I do think having the top and back fans as exhaust, pulling heated air out, is the best orientation. Typically, the only time top fans are intakes is when they are used to blow air through water radiators. 

That is a lot of fans, BTW. While keeping the internal components cool is absolutely essential, getting them as cool as possible is not. That is, a CPU running at 25°C will not be more stable, have better performance, or live longer than a CPU running at 50°C.


----------



## codis79 (Jul 25, 2013)

Ok, figured it out. A friend mentioned that he had a similar problem because of the hexagonal holes cut into the vents (which mine has), so he suggested moving the fans very slightly. I moved one of the top fans maybe a cm over, and it stopped. Weirdest PC problem I've ever had, but it seems to be fixed.

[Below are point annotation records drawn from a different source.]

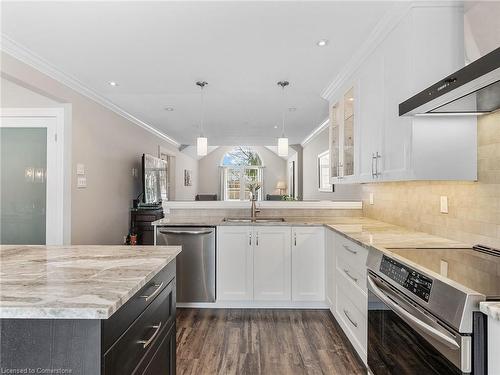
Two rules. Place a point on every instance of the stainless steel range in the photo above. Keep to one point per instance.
(423, 309)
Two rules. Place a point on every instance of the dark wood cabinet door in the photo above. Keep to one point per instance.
(141, 338)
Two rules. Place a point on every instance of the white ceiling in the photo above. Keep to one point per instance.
(157, 50)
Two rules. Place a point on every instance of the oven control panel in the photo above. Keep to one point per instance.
(412, 280)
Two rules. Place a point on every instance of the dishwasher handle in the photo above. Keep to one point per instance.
(194, 232)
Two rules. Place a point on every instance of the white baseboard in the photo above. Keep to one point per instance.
(255, 305)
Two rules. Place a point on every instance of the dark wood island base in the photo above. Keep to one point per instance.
(139, 338)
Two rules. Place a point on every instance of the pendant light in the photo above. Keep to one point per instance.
(283, 141)
(201, 141)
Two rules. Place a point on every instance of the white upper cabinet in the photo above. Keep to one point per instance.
(272, 263)
(234, 263)
(342, 136)
(423, 46)
(308, 264)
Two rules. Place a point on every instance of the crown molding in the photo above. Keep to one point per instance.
(378, 34)
(315, 132)
(23, 54)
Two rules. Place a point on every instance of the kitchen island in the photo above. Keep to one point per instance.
(87, 309)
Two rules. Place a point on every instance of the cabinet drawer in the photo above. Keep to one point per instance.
(353, 320)
(114, 327)
(351, 273)
(351, 254)
(143, 335)
(354, 293)
(148, 218)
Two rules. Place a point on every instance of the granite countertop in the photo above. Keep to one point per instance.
(364, 231)
(491, 308)
(75, 282)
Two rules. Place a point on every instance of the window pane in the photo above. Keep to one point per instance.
(253, 175)
(233, 184)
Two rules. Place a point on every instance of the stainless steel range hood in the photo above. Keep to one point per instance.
(474, 89)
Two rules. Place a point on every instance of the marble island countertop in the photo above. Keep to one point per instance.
(491, 308)
(75, 282)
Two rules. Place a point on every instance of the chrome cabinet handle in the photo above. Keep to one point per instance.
(349, 249)
(377, 157)
(409, 318)
(373, 165)
(350, 276)
(355, 324)
(145, 343)
(158, 288)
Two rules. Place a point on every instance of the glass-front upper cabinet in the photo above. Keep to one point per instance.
(342, 137)
(334, 141)
(348, 148)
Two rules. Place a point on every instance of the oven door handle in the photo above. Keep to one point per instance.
(410, 319)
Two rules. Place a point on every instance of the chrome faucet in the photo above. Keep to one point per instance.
(254, 209)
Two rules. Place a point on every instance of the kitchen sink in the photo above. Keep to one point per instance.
(256, 220)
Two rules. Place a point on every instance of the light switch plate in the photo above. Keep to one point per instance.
(444, 204)
(81, 182)
(80, 169)
(443, 271)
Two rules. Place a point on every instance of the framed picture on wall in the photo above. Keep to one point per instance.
(188, 178)
(291, 178)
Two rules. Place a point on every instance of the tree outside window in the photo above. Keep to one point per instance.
(240, 166)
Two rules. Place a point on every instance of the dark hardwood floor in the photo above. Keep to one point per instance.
(251, 341)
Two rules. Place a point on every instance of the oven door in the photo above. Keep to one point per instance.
(405, 339)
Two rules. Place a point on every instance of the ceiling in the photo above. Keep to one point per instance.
(156, 51)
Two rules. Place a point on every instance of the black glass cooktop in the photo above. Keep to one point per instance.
(476, 269)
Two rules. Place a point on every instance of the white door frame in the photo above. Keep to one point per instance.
(35, 117)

Side note: True, the hardware doesn't have to be at 0c, but I got a little gung ho when I was building  Also, initially tried venting out the top as well, once with both and once staggered, but the intake option kept the temps lower overall, so I just went with it (and the filter on top catches almost everything but fine dust, which is easy to clean out).


----------



## Bill_Bright (Dec 17, 2004)

For sure, air molecules banging into vent holes in the case will make noise. Not sure how moving a fan over a CM would make a difference. It makes me think just retightening the screws might have done it. And are you sure it was a centimeter? I have never seen a case fan or a case that supported that much wiggle room. In fact, I'm surprised there's any wiggle room.


----------



## codis79 (Jul 25, 2013)

Bill_Bright said:


> For sure, air molecules banging into vent holes in the case will make noise. Not sure how moving a fan over a CM would make a difference. It makes me think just retightening the screws might have done it. And are you sure it was a centimeter? I have never seen a case fan or a case that supported that much wiggle room. In fact, I'm surprised there's any wiggle room.

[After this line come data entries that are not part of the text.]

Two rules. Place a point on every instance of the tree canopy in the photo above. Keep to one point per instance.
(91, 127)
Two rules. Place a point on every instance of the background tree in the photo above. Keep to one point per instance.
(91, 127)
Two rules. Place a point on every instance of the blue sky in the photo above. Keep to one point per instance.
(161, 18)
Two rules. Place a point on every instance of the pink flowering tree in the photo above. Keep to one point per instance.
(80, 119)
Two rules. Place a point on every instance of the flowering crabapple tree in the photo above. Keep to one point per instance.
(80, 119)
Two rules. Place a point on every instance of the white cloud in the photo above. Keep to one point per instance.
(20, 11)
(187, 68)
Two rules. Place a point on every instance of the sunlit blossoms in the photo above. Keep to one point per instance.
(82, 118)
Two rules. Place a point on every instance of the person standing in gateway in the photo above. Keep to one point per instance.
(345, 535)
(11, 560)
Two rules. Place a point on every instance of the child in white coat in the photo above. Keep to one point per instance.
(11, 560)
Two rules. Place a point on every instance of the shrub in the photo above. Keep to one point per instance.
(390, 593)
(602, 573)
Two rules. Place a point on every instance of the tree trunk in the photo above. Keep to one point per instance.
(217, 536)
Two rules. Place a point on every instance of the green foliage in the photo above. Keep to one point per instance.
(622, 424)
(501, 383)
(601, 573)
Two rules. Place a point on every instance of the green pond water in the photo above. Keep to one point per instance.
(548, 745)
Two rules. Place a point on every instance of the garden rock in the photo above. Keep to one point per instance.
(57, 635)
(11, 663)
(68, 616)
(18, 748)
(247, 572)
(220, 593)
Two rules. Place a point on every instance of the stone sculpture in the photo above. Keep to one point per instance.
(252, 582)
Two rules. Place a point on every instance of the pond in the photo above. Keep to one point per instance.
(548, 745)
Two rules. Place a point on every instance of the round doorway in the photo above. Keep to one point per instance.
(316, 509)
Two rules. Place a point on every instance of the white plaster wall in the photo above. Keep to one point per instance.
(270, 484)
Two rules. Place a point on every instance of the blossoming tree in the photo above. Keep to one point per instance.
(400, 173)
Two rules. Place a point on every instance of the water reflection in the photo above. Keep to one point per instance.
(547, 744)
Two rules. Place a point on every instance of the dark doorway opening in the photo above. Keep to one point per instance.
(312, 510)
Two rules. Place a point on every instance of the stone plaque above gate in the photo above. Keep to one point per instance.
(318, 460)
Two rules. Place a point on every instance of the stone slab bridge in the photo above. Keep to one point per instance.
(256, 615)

Could have been a loose screw, but it sounded more like a tuning fork or very low whistle as opposed to a rattle or vibration. My case is a Cooler Master MasterBox MB311L. It has slots instead of just pre-drilled holes for all of the case fans so you can reposition them.


----------



## Bill_Bright (Dec 17, 2004)

Well, what's a tuning fork do? It vibrates. 

Thanks for that screen shot. Now I see how it could have been moved a centimeter, or quite a bit more. 

And case fans can spin pretty fast. Some well over 2000RPM which would make a 2000Hz vibrating tone. This is what 1000Hz tone sounds like (turn volume down). The link will step to 2K and higher if you let it run.


----------